The on-field performance delivered another boost of momentum in 2023 with a 9-4 season that featured the first bowl victory in 16 years.

“When you get to KU and a team that’s been struggling for 15-some years, everyone talks about being part of the change and all that stuff,” Fairchild said, “but to actually be a part of the team that really gets it turned around, you can’t even put into words how special that is and that’s something I’ll always look back on fondly.”

Hatcher thinks about his and his teammates’ legacy from that season in the context of what a similar record might have achieved at Iowa or Nebraska.

“If you’re a nine-win team there, you’re just another nine-win team,” he said, “but if you’re at Kansas and you win a bowl game, you just laid the foundation for a whole other series of winning seasons.”

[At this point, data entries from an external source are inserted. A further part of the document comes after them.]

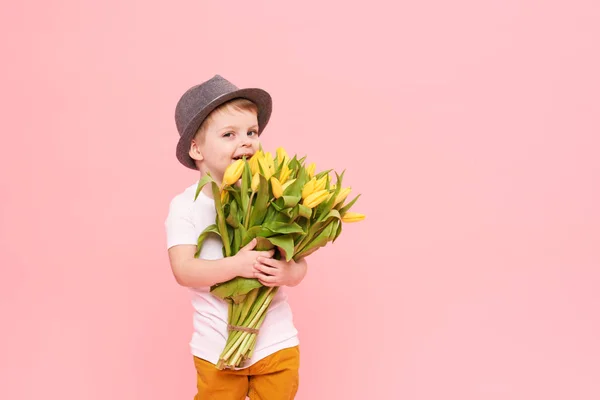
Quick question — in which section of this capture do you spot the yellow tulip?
[277,147,290,164]
[302,178,317,199]
[333,188,350,207]
[306,163,317,178]
[249,150,263,176]
[221,190,229,203]
[258,152,275,179]
[342,212,365,223]
[281,179,296,192]
[250,172,260,193]
[271,176,283,199]
[279,164,292,184]
[315,175,329,191]
[223,160,244,185]
[302,190,329,208]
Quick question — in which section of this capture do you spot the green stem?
[221,288,277,360]
[244,191,256,231]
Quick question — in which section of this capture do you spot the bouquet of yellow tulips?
[196,148,365,369]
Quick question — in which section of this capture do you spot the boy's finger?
[259,250,275,258]
[254,263,277,275]
[256,257,279,268]
[254,272,276,283]
[241,238,256,250]
[258,279,277,287]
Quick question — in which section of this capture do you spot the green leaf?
[338,194,360,217]
[331,217,344,243]
[296,222,337,257]
[263,221,304,234]
[194,224,221,258]
[210,276,262,304]
[254,236,273,251]
[240,161,252,215]
[249,175,269,226]
[194,172,214,201]
[266,235,294,261]
[226,201,240,228]
[276,196,302,211]
[298,204,312,219]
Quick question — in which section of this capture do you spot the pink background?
[0,0,600,400]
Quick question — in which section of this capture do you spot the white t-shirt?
[165,182,299,368]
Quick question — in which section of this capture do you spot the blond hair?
[194,98,258,142]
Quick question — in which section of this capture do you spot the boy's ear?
[189,139,204,161]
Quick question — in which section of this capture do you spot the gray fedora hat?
[175,75,273,169]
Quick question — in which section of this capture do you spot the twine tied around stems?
[227,324,258,333]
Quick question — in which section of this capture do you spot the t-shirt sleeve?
[165,197,198,249]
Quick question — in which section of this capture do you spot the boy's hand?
[254,256,307,287]
[234,239,275,278]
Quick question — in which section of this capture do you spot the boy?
[165,75,307,400]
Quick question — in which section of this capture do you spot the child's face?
[190,108,259,182]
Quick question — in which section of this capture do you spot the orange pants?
[194,346,300,400]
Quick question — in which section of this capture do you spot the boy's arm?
[169,244,241,287]
[169,239,273,287]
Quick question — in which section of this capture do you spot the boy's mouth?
[232,153,254,161]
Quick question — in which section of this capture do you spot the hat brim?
[177,88,273,170]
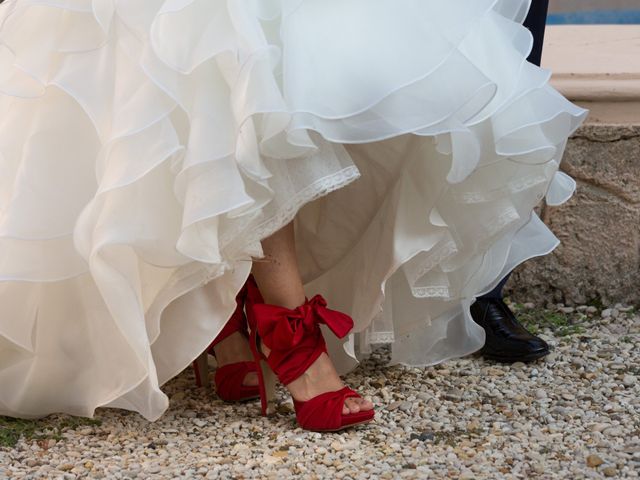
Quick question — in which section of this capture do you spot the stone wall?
[508,124,640,304]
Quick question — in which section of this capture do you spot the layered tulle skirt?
[0,0,585,419]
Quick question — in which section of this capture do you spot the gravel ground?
[0,305,640,479]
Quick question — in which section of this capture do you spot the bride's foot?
[213,332,258,387]
[247,283,374,431]
[256,346,373,415]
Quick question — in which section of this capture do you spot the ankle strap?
[253,295,353,385]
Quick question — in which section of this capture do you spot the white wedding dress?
[0,0,586,419]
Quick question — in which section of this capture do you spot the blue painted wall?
[549,9,640,25]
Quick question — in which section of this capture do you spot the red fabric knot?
[253,295,353,385]
[258,295,353,350]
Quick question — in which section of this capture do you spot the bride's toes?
[357,398,374,411]
[342,398,373,415]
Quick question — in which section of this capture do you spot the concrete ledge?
[509,26,640,304]
[543,25,640,124]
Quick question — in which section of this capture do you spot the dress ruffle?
[0,0,586,419]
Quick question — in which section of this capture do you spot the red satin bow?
[258,295,353,350]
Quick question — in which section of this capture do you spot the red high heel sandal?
[193,285,260,402]
[246,279,375,432]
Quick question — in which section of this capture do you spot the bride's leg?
[253,223,373,415]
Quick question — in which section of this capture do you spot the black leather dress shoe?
[471,298,549,363]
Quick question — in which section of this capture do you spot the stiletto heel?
[193,352,211,387]
[246,278,375,432]
[193,285,260,402]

Burt, a native Kansan from Abilene, still lives in Lawrence with his wife Reese, a KU rowing alumna. He said he has had the chance to see the project in various

stages of development.

“Now they have really good facilities that can help them be even better on the stage,” Burt said. “It’s really cool to see the little success that we had in 2022 kind of springboard them into (being) back on the national stage. That’s the expectation now, right?”

As any returning coach or player would tell you, the 2024 season in some ways fell short of expectations. Playing its home games at Children’s Mercy Park and GEHA Field at Arrowhead Stadium due to the ongoing construction at David Booth Kansas Memorial Stadium, KU opened 1-5 with a series of close losses. The Jayhawks rallied with three straight wins over ranked foes to get themselves a game away from bowl eligibility, but couldn’t get over the hump against Baylor — a team that continues to vex them — in the final week of the season and finished 5-7.

Hatcher and teammate Austin Booker visited for the Houston game in 2024, a victory at Arrowhead that gave KU some life after its rough start. He said it was “one of the first times that I really felt the alumni spirit.”

“I felt like I was still a part of the team in the way, because I was down there (on the field),” he recalled, “but at the same time it was like I kind of get this feeling now of why people still wear the letterman jackets and still come back to the games.”

Miller sometimes wonders what it would be like to play at the new stadium, but said that the legacy he left at KU means more than, as he put it, any tackle, his one career interception or any dropped interception.

“It makes me so proud,” he said. “When I was there (in March) I got a chance to catch up with a few of the guys, Logan Brantley in particular. With him being in the linebacker room with me

— Cole Mondi, I see him doing his thing — it’s guys that I poured into every single day, and to see everything beginning to really come to fruition and see that those seeds that I planted actually have grown and they were actually listening to me, it means the most to me.”

Added Burt, who helped mentor players like Tommy Dunn Jr. and D.J. Withers: “It just makes you feel really encouraged that what you did in some ways had a lasting effect.”

They also have a more palpable reminder every time they come to Lawrence. Miller compared the stadium to a purchase like a new toy, or a new car, or a new phone: “Everybody’s going to walk around with a different swagger.”

“Something brand new like that, everybody’s going to want to be there,” he said. “It’s going to be great for the economy, it’s going to be great for the community.”